Seksi 3 yang terdiru dari pasal 54-64, dimana Pasal 54 mengatur tentang pengakhiran
berlakunya perjanjian internasional dan penarikan diri dari perjanjian internasional. Pasal 55
mengatur tentang berkurangnya para pihak dalam perjanjian internasional sesuai dengan
syarat yang ditentukan dalam perjanjian internasional. Sedangkan dalam Pasal 56 mengatur
masalah penarikan diri dari perjanjian internasional. Dalam Pasal 57 berkenaan dengan
pengunduran diri dalam suatu perjanjian internasional. Kemudian Pasal 58 mengatur tentang
penundaan berlakunya perjanjian internasional multilateral. Pasal 59 mengatur tentang
berakhirnya penundaan berlakunya suatu perjanjian internasional multilateral. Dalam Pasal 60
diatur tentang pengakhiran dan penundan berlakunya suatu perjanjian internasional. Pasal 61
mengatur tentang tidak mungkinnya salah satu pihak untuk menaati isi perjanjian. Dalam Pasal
62 mengatur mengenai keadaan yang fundamental. Pasal 63 mengatur mengenai pemutusan
hubungan diplomatic dan konsuler terhadap eksistensi perjanjian. Dalam Pasal 64 tentang
lahirnya Jus Cogens baru.
Seksi 4 terdiri dari 4 pasal. Dalam Pasal 65 mengatur tentang prosdur yang harus diikuti
dalam hal tidak sahnya pengakhiran, penarikan diri, atau penundaan berlakunya perjanjian.

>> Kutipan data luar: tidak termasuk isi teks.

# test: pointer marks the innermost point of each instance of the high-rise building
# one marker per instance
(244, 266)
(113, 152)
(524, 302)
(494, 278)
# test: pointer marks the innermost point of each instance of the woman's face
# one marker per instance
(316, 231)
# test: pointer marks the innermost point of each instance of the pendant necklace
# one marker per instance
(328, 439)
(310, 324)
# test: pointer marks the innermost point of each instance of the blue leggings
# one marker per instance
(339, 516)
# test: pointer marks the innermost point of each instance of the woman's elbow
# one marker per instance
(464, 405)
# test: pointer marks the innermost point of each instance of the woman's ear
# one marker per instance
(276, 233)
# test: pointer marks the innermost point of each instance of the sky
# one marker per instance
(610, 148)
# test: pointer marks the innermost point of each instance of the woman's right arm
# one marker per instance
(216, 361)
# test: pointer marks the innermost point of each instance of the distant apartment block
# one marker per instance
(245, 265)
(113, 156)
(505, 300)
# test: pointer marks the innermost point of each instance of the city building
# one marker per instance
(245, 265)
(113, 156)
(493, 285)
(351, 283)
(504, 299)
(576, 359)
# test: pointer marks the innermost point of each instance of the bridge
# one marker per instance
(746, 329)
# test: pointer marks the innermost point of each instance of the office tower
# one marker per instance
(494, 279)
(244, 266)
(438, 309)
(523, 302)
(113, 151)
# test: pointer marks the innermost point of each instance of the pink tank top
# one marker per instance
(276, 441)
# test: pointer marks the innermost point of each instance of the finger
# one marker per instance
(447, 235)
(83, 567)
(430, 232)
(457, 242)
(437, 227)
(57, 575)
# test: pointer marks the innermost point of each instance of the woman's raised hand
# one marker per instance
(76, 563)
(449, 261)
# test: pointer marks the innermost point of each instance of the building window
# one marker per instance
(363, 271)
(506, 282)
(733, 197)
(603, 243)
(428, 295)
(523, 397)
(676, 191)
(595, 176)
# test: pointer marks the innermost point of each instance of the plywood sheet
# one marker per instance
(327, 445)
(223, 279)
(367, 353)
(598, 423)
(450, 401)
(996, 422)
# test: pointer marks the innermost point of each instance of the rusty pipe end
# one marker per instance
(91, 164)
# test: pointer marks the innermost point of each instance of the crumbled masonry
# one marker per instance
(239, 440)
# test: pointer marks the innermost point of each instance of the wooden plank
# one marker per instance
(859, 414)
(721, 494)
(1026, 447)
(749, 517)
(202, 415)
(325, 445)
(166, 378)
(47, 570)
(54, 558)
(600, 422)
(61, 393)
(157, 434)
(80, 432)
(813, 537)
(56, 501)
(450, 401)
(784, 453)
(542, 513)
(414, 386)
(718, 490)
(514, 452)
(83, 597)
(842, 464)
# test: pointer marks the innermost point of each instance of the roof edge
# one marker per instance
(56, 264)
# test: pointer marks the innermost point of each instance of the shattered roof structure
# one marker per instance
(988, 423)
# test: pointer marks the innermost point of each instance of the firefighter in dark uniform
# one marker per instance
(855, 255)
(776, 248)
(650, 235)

Pasal 66 mengatur tentang prosedur mengenai penyelesaian sengketa. Sedangkan dalam Pasal
67 mengatur tentang instrument-instrumen yang dapat dijadikan untuk menyatakan perjanjian
internasional itu tidak sah, harus diakhiri, penarikan diri, dan penundaan berlakunya perjanjian.
Terakhir Pasal 68 menerangkan tentang penarikan kembali pemberitahuan-pemberitahuan dan
instrument-instrumen seperti ditegaskan dalam Pasal 65-67.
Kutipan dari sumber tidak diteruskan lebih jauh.